Print Version

Ensembles Lessons

Table of Contents

Collapse Menu | Expand Menu

Multimodel Ensembles

Principles

As we mentioned in an earlier lesson, one way to generate an ensemble is to vary the model physics. Adding models with different physics can generate a better spread of plausible weather forecasts. This has lead to efforts to combine different ensembles into multimodel ensemble forecast systems.

At present in the U.S, we have two different multimodel ensembles:

      NAEFS (North American Ensemble Forecast System) combines NCEP's GEFS (Global Ensemble Forecast System) and the Canadian Ensemble Forecast system (CEFS).
      NUOPC (National Unified Operational Prediction Capability) presently combines the GEFS and the Navy's Ensemble Forecast System (NEFS), based on NOGAPS (Navy Operational Global Atmospheric Prediction System) from FNMOC (Fleet Numerical Meteorology and Oceanography Command).

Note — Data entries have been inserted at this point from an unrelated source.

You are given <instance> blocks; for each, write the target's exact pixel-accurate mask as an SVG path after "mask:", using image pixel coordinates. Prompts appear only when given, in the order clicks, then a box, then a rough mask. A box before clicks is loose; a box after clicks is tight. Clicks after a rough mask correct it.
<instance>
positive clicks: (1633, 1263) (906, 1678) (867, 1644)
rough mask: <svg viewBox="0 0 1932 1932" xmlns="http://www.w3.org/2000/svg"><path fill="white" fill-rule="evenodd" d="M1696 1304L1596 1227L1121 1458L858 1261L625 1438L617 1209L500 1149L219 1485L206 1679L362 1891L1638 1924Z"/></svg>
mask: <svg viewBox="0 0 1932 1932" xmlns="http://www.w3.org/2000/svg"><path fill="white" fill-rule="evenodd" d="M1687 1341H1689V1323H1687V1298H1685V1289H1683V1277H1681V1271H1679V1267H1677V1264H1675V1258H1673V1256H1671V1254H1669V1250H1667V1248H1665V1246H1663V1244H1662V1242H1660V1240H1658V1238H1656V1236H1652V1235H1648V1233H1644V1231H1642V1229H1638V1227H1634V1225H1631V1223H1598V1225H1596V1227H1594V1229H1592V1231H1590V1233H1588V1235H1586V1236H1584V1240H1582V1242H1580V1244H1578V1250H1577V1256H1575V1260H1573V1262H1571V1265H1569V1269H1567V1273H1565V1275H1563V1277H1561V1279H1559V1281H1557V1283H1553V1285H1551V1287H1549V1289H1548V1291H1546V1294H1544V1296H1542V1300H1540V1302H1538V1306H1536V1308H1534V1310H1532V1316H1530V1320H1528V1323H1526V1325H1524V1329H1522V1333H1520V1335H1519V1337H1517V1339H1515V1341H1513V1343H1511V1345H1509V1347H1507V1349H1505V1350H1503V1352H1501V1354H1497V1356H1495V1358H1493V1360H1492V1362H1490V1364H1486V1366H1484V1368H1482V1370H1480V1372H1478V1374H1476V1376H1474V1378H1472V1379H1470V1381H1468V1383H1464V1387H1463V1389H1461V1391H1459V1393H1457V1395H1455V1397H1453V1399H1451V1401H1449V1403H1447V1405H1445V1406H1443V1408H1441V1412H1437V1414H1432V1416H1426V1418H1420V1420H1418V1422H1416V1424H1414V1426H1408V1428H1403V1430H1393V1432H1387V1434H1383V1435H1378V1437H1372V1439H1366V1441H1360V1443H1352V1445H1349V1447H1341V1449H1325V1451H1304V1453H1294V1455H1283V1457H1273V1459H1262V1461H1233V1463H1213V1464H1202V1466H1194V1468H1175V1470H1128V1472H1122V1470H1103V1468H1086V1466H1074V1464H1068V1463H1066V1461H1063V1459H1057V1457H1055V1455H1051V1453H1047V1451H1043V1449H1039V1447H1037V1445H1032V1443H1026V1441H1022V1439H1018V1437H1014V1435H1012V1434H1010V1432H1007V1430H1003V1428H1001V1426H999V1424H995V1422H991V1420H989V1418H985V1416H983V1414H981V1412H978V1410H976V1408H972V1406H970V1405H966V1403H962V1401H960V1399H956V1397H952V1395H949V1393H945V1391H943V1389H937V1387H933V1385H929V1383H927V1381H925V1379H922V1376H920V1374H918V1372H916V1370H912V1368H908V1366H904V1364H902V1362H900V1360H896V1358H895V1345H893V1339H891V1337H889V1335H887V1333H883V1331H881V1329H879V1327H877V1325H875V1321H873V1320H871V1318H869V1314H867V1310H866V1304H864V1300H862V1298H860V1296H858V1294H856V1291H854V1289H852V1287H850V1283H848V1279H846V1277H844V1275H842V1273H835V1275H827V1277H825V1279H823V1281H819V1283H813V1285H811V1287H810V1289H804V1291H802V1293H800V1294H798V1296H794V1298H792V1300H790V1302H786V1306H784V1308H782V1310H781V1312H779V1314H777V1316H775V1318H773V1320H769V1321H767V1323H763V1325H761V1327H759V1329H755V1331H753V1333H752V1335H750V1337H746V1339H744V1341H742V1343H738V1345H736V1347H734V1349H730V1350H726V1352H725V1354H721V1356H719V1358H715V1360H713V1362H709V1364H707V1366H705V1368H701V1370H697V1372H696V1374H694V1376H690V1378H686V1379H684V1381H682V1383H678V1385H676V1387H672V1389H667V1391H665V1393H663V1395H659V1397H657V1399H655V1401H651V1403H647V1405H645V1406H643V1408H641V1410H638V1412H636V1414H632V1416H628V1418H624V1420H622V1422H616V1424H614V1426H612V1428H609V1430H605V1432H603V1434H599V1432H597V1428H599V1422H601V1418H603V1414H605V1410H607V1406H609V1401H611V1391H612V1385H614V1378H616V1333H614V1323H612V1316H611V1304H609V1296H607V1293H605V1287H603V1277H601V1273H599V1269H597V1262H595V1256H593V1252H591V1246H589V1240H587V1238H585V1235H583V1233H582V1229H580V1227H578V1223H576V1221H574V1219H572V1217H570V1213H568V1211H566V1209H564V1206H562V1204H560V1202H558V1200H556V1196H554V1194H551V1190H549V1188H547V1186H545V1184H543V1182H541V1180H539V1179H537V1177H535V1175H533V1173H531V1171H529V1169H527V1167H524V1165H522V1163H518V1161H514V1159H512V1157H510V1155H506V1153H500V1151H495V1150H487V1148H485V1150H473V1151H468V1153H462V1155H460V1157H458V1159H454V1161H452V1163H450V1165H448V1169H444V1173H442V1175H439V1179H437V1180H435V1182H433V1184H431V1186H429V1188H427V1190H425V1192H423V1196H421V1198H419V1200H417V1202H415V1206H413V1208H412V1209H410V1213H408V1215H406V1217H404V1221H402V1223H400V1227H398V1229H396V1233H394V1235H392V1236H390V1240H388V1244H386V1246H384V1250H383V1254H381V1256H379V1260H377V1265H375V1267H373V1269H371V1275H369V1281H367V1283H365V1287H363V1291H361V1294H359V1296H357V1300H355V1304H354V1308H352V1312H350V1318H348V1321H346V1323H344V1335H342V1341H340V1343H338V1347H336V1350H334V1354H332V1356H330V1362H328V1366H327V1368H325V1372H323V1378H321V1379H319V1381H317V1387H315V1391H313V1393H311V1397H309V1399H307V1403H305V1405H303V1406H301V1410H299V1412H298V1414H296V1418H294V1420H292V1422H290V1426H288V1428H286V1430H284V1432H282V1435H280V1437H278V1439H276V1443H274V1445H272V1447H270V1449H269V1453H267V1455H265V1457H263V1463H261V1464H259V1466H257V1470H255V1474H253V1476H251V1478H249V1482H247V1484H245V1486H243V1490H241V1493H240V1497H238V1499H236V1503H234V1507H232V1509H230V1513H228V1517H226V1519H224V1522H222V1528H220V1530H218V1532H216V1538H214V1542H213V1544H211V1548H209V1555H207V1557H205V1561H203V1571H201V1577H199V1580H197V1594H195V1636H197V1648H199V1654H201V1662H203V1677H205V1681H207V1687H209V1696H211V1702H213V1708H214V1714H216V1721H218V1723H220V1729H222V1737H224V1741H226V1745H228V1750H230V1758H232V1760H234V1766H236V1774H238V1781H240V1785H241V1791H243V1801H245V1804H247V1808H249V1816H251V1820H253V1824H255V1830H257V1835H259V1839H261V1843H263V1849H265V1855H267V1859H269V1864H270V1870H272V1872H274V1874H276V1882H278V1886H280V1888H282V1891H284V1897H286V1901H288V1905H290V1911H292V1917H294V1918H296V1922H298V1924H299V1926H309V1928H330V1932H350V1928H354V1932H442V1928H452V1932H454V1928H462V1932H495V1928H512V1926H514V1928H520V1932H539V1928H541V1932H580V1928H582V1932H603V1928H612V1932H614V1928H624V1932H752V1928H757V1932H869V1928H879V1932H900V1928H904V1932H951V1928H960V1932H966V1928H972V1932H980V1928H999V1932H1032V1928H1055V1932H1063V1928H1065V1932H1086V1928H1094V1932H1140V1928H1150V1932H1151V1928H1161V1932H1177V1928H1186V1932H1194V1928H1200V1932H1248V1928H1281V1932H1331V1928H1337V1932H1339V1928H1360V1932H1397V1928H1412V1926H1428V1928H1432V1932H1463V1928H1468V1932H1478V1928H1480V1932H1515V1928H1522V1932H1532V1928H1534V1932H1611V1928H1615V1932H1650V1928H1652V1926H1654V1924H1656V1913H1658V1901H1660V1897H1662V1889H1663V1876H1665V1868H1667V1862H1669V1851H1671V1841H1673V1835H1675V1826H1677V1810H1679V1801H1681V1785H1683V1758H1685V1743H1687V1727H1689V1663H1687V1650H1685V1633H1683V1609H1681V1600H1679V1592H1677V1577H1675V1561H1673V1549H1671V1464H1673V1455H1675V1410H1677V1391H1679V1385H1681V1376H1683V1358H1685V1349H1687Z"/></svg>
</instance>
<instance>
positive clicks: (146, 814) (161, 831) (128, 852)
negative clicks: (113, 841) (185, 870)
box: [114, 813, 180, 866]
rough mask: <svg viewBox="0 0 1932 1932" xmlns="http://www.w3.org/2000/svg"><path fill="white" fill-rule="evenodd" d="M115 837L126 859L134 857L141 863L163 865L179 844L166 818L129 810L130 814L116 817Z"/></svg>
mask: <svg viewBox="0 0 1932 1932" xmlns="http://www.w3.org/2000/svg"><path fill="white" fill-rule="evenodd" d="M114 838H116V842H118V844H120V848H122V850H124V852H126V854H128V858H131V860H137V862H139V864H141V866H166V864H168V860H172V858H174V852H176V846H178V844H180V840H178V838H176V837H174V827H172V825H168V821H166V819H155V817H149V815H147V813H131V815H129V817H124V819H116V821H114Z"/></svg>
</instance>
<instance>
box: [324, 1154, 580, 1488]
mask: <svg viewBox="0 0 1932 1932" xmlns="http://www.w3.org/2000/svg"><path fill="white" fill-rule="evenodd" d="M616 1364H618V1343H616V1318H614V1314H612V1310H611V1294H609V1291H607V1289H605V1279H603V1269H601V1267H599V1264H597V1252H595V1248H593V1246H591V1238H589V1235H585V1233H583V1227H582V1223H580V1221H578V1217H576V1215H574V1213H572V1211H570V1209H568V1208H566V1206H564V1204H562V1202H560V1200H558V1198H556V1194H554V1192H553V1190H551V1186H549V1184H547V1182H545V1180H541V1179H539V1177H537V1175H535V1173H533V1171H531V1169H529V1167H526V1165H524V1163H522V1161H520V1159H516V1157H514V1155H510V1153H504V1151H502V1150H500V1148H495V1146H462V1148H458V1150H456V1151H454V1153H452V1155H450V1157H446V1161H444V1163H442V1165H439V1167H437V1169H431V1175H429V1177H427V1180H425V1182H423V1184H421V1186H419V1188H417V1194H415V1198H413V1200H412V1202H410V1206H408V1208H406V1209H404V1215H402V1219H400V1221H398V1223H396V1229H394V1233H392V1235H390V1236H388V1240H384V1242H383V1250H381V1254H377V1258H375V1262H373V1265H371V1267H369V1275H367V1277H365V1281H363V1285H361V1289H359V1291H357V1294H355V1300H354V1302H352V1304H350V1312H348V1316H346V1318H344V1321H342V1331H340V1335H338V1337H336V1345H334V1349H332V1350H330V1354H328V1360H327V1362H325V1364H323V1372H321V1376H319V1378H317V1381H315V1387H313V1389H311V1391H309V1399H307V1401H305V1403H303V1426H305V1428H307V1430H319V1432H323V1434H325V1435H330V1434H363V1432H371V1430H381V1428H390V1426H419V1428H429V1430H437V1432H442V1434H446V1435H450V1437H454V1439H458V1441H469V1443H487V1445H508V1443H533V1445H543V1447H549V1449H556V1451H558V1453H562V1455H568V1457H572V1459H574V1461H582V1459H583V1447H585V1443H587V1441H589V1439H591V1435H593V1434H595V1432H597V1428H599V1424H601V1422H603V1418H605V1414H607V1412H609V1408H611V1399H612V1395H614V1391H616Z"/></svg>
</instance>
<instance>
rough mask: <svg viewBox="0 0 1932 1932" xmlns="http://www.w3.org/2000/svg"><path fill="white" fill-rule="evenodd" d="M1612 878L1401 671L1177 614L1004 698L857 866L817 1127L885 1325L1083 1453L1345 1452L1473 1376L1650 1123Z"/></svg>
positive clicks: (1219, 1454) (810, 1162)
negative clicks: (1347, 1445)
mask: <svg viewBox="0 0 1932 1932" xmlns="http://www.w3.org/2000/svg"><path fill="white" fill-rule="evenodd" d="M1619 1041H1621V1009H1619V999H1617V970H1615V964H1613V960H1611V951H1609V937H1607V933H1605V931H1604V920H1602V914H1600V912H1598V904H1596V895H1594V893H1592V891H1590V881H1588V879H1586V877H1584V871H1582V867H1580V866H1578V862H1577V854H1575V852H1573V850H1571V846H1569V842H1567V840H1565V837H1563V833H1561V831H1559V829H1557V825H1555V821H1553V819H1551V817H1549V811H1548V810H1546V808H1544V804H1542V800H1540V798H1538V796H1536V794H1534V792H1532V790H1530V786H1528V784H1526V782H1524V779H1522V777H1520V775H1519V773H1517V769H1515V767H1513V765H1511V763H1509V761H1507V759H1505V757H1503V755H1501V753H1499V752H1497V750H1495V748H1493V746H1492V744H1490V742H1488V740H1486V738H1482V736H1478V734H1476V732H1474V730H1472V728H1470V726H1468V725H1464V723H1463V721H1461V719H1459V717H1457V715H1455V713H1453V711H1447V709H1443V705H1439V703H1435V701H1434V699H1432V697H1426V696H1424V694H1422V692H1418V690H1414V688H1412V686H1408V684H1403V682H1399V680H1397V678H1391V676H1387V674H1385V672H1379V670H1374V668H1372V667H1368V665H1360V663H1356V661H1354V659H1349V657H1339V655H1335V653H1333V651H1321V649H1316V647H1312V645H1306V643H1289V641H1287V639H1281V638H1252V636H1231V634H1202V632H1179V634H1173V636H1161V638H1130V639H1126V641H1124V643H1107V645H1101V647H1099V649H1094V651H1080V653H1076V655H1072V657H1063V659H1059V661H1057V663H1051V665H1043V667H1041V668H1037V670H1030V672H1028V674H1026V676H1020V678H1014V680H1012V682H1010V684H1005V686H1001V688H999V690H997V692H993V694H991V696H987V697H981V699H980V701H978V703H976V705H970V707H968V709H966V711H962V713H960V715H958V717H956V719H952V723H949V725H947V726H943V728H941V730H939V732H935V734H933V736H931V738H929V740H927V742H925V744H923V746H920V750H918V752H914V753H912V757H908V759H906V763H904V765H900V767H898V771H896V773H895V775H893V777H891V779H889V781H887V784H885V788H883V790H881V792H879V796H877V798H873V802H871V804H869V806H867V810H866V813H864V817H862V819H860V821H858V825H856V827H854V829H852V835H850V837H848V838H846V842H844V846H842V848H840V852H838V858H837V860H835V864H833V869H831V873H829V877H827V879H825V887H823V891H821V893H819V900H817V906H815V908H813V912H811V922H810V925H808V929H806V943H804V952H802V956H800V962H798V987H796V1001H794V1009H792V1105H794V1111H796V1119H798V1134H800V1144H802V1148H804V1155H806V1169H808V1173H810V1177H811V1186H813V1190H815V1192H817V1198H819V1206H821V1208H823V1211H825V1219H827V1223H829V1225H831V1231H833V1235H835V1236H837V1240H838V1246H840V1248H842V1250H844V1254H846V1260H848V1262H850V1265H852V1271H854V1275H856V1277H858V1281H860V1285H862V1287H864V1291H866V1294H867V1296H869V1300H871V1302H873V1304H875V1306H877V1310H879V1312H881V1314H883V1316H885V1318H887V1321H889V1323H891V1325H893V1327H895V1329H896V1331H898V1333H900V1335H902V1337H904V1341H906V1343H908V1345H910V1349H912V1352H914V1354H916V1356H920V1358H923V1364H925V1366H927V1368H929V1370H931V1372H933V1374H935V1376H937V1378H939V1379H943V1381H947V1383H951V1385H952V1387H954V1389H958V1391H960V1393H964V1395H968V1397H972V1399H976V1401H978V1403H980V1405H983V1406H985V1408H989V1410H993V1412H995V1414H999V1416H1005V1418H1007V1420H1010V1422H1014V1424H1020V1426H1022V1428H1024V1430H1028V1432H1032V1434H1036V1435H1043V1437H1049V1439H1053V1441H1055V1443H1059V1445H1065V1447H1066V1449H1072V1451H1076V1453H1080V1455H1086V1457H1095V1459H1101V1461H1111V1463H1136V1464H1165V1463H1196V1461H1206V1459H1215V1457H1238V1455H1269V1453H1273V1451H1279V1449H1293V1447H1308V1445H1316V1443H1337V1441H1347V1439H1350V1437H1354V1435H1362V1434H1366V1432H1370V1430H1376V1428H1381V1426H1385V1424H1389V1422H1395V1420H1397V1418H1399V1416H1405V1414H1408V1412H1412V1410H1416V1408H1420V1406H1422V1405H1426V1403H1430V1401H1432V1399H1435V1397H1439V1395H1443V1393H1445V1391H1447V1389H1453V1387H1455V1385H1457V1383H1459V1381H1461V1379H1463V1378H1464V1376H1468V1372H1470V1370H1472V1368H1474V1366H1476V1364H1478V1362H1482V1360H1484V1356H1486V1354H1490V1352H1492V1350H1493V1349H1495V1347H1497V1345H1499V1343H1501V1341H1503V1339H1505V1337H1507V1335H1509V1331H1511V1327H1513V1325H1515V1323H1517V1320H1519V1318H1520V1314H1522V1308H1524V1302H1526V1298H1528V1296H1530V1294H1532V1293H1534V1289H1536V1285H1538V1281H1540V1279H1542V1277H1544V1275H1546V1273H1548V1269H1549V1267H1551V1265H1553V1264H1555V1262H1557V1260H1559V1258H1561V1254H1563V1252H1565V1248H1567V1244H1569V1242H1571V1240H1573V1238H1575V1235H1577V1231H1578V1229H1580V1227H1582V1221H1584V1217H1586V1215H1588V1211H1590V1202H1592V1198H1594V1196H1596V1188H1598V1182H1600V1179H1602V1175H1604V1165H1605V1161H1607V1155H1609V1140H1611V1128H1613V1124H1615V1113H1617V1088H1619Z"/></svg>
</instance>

The eventual goal for NUOPC is to combine GEFS, CEFS, and NEFS into one 60-member ensemble. Preliminary verification statistics show that when compared to NAEFS, the resulting ensemble shows noticeable improvement for surface variables but only small improvement for the upper atmosphere.

Verification

Ensemble Mean Error (RMSE, solid) and Spread (dashed) for 2m Temperature, North America, Fall 2012 for 3 EPSs (NCEP GEFS, CMC CEFS, and FNMOC NEFS)

In this graphic, solid lines show root mean squared error (RMSE) for ensemble mean and dashed lines show spread for North American 2-meter temperatures, Fall 2012.

When looking at this diagram, keep in mind a "rule of thumb" for EFSs: the standard deviation or spread should approximately equal the RMSE of the ensemble mean. If the SD is less than the RMSE, too few extreme events will be forecast; if SD is more than the RMSE, too many extreme events will be forecast. We can see here that spread is substantially less than RMSE for all 3 ensembles.

Ensemble Mean Error (RMSE, solid) and Spread (dashed) for 2m Temperature, North America, Fall 2012 for NCEP GEFS, NAEFS (GEFS + CEFS), and Experimental NUOPC (GEFS + CEFS + NEFS)

Now compare the individual ensembles to multimodel ensembles. Here we see GEFS (for reference), NAEFS (GEFS + CEFS), and an experimental NUOPC that combines all 3 ensembles (GEFS, CEFS, and NEFS).

Which ensemble exhibits the lowest RMSE? (Choose the best answer.)

The correct answer is (c) Experimental NUOPC. This is particularly true at short lead times. Near the end of the period, NAEFS and NUOPC converge.

Please make a selection.

Which ensemble exhibits the "best" spread? (Choose the best answer.)

The correct answer is (c) Experimental NUOPC. Note how the spread closely tracks the RMSE for NUOPC. NAEFS, with 40 members, performs better than any of the individual ensembles, but not as well as the combined ensemble with 60 members.

Please make a selection.
Ensemble Mean Error (i.e., Bias, solid) and Mean Absolute Error (dashed) for 2m Temperature, North America, Fall 2012 for 3 EPSs (NCEP GEFS, CMC CEFS, and FNMOC NEFS)

Another graphic for 2-meter temperatures for fall 2012 over the North America shows the mean absolute value of the error (MAE) in dashes, and ensemble mean error or bias in solid lines. The MAE for all three single-model ensembles is approximately equal. However, the biases tell a different story. CEFS and NEFS mean error increases with lead time in a positive direction, while GEFS mean error becomes increasingly negative.

Ensemble Mean Error (i.e., Bias, solid) and Mean Absolute Error (dashed) for 2m Temperature, North America, Fall 2012 for NCEP GEFS, NAEFS (GEFS + CEFS), and Experimental NUOPC (GEFS + CEFS + NEFS)

Here we see the power of combining different models into one EFS. The CEFS high temperature bias combined with GEFS low temperature bias results in nearly no mean bias in NAEFS. The 3-model ensemble has a slightly warmer bias that increases with time. The absolute error in the multimodel ensembles remains similar to that in the single-model ensembles.

Keep in mind that on individual days, the NAEFS and NUOPC ensemble means may show significant random errors, even with the overall improvement.

Overall, preliminary verification studies have shown that adding the FNMOC ensemble to current NAEFS (NCEP+CMC) to create a 3-model ensemble adds value for most forecast variables. This is particularly true for surface variable, like the 2-meter temperature shown here. However there is little improvement for upper atmosphere variables (for example 500-mb heights). Researchers observed some forecast degradation relative to NAEFS for short lead times, most likely related to large spread in NEFS.